In regard to the inauguration of the Tangier Convention, there is attached hereto, copy of the original French text, and translation, of a communication addressed to me, under the joint signatures of the Consuls-General of France, Spain and Great Britain,9 giving notification [Page 597] of the application of the Tangier Convention on June 1st, 1925. This notice was not delivered at this Agency until the afternoon of Sunday, May 31st.
This office has received no copy of the “Dahirs” referred to in the above mentioned communication, nor any notification thereof from the Sultan’s Representative.
I gather that there is considerable dissatisfaction and frequent discord between the Representatives of the Powers who have already adhered to the Convention, namely, France, Spain, Great Britain, Belgium and Holland, and who act at present as the Committee of Control. The Belgian Consul-General, in particular, has been very openly expressive to me of his grievances. He is the President of the Committee of Control, but complains that he is treated as a non-entity by the Representatives of France, Great Britain and Spain, frequently being asked merely to sign decisions taken by them, without any deliberation of the Committee, and often adopted at surreptitious meetings among the three.
Portugal and Italy, besides the United States, have not yet adhered to the Convention.
Sweden has recently given its adhesion. Sweden was a party to the Madrid Convention of 1880,10 and also a Power signatory to the Act of Algeciras. There has, however, been no Swedish Diplomatic or Consular officer of career in Tangier for very many years, Swedish representation having been confided to a prominent Swedish merchant, Mr. Carl Dahl, as honorary Consul-General.

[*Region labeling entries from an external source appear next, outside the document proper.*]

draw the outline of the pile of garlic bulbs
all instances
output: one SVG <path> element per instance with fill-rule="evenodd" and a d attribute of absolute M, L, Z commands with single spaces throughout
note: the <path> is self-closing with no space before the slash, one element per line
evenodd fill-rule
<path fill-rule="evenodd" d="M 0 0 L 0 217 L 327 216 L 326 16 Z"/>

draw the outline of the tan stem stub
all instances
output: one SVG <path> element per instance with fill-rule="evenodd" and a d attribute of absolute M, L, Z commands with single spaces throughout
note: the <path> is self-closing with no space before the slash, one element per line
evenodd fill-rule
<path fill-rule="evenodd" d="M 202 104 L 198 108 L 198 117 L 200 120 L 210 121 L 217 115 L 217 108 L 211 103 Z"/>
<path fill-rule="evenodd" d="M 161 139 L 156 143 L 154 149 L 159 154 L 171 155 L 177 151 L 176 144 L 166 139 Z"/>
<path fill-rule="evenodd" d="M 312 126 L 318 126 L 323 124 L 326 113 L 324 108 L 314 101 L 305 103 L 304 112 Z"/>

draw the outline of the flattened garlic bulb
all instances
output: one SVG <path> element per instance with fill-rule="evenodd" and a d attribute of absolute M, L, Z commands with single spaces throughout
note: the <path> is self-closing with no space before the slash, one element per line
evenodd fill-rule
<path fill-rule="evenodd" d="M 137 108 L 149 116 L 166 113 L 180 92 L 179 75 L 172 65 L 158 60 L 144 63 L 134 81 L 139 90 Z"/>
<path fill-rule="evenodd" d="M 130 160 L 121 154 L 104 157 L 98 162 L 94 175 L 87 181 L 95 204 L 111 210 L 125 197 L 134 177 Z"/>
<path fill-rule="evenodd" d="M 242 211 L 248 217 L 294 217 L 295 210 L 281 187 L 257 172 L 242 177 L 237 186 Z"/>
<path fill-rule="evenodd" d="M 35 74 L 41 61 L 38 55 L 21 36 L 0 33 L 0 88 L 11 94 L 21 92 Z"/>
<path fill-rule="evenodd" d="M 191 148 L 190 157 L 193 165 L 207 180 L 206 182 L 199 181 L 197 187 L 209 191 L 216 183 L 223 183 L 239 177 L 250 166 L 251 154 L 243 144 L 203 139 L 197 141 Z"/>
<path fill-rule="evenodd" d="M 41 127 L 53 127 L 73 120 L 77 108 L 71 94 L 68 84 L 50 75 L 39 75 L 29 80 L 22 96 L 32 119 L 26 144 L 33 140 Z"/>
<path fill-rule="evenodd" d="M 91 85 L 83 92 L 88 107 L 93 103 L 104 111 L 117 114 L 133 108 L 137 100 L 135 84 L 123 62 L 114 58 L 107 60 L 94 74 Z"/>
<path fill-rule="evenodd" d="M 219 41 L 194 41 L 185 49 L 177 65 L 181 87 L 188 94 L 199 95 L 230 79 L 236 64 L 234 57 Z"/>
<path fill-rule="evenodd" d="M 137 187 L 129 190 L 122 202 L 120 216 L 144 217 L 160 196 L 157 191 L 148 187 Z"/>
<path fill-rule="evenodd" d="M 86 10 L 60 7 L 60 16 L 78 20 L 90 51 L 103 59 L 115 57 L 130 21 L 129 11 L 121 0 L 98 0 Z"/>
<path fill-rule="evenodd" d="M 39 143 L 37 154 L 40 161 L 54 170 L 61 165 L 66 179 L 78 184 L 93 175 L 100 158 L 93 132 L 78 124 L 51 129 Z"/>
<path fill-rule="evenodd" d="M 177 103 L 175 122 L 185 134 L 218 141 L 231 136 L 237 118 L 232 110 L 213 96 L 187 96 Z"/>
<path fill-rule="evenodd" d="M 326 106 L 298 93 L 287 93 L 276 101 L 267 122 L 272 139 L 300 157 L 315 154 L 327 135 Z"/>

Mr. Dahl informs me that his Government, acceding to the Tangier Convention, stipulated that its adhesion did not imply a surrender of Swedish capitulatory rights but a suspension thereof during the term of the Convention, namely, 12 years, and that, if at the expiration of that period, the Convention were not to be renewed, the Swedish Government would resume its extraterritorial jurisdiction. The adhesion was further subject to the condition that, if the Swedish Government should decide to send, as its representative, to Tangier a Consular officer of career, this representative should be admitted as a member of the Committee of Control.
In conclusion, I would inform the Department that, in informal casual conversations with some of the members of the Committee of Control, notably, with the Belgian, French and British Consuls-General, after I had learned that the Statute was to be enforced on June 1st, I expressed the hope that no attempt would be made summarily to apply, on that date, the announced laws and taxation to American citizens and protégés, as I felt that it would be regrettable to complicate the situation by the enforcement of measures, which I could [Page 598] not countenance. I trust the Department will approve this action on my part, which had for its object the avoidance of possible claims, involving future controversy.
I regret, however, to say that it is reported to me that the Customs Authorities appear already to have received instructions to withhold delivery of imported goods, in all cases without exception, until the new consumption taxes thereon have been paid by the destinees.